A larger batch will yield more accurate (less noisy) weight updates. The tradeoff is you get fewer weight updates per epoch. On the other hand, a small batch will yield noisier updates, but you get more updates per epoch.
wd plays the same role in L1/L2 regularization norm. The difference is in the summation of the weights - which is multiplied by wd - (L1 -> sums absolute values of weights while L2 -> sums square values of weights).
That’s learning rate decay, which is different from weigh decay. Learning rate decay is reducing the learning rate over several epochs. Weight decay affects the update of parameters during back propagation.
Okay. Thanks for clearing the difference
Is something like “differential weight decay” like we do for learning rates make any sense ?
Definitely. Leslie Smith is working on it, please check my previous post’s link.
nice! this is the type of explanation i was looking for!
“fewer weight updates per epoch” thus needing more epochs, right? as was said by @sgugger ?
EDIT: punctuation
Thanks for clearing the difference between weight decay and learning rate decay
I’ve noticed that Bias isn’t used in the convolutional layers of a cnn e.g. Conv2d in Resnet. Wondering why?
This is advanced but the short answer is that BatchNorm plays the same role as bias, and in resnet there’s one after each conv layer.
Does all Databunch.create loads all the dataset into RAM and iterate through them one batch at a time through netx(iter(..
or does it load it from Hard drive with every epoch and every batch?
The difference in efficiency is big between the two methods, but not all dataset fit into RAM…
It depends on the underlying dataset. For images, they’re loaded from hard disk on the fly, when you request a batch.
Why torch.Size([64, 10])? where is the “64” ?from
The 64 is you batch size.
Whether or not you need more epochs with large batch sizes will depend on the problem. I’m just saying that for one epoch, you get more albeit noisier weight updates when the batch size is small, and fewer but more accurate weight updates when the batch size is large.

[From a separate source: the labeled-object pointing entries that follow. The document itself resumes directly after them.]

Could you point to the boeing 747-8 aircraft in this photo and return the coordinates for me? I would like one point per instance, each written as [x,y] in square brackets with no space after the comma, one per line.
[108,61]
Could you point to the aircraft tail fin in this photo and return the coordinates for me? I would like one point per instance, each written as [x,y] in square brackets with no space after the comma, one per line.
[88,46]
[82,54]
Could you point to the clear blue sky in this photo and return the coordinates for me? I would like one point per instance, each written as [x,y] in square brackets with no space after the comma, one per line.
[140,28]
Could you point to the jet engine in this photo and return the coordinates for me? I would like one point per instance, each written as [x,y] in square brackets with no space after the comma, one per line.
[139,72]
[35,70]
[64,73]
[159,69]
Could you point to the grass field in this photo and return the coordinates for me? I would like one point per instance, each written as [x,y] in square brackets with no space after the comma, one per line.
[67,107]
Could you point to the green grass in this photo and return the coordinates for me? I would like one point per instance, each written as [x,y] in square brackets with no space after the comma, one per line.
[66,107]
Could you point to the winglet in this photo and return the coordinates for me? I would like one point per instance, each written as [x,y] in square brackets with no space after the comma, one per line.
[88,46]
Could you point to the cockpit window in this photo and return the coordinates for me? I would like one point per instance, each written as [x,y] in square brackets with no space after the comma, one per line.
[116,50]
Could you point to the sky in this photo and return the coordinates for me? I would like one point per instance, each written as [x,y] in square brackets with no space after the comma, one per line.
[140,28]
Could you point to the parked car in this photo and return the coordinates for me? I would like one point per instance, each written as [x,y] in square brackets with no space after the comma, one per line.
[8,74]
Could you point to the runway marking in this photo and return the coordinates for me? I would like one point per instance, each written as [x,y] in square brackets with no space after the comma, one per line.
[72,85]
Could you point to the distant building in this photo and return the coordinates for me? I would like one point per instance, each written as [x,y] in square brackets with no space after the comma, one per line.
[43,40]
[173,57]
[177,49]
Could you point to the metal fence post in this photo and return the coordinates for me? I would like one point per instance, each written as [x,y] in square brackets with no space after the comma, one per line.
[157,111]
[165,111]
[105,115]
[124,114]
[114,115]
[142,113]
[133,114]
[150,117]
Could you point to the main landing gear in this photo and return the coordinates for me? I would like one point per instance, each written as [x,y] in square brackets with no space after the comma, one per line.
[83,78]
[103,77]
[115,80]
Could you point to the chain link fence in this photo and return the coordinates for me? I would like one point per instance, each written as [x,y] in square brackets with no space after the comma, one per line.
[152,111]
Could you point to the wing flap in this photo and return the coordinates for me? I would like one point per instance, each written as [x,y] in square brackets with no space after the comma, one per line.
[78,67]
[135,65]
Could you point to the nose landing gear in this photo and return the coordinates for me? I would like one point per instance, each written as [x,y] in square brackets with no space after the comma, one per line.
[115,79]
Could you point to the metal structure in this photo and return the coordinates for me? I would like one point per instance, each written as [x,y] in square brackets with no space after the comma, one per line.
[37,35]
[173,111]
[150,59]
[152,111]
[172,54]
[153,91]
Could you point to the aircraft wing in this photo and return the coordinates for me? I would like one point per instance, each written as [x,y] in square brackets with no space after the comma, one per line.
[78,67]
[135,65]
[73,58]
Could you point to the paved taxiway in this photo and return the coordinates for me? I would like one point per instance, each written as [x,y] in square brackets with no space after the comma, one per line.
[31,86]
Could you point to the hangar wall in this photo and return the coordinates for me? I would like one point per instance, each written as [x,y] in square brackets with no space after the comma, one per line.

How about if I have enough RAM? Can we make Databunch.create load all the dataset into RAM once and do all the batches and all the epochs?
Maybe I can circumvent that if its not possible in fastai, by using a RAM DISK! But is there a way to do that without a custom dataloader?
thank you for the follow up.
I’m going to take a guess and say it’s gpu ram not the regular ram, so there’s no circumventing unless you get a more powerful gpu. Am I right?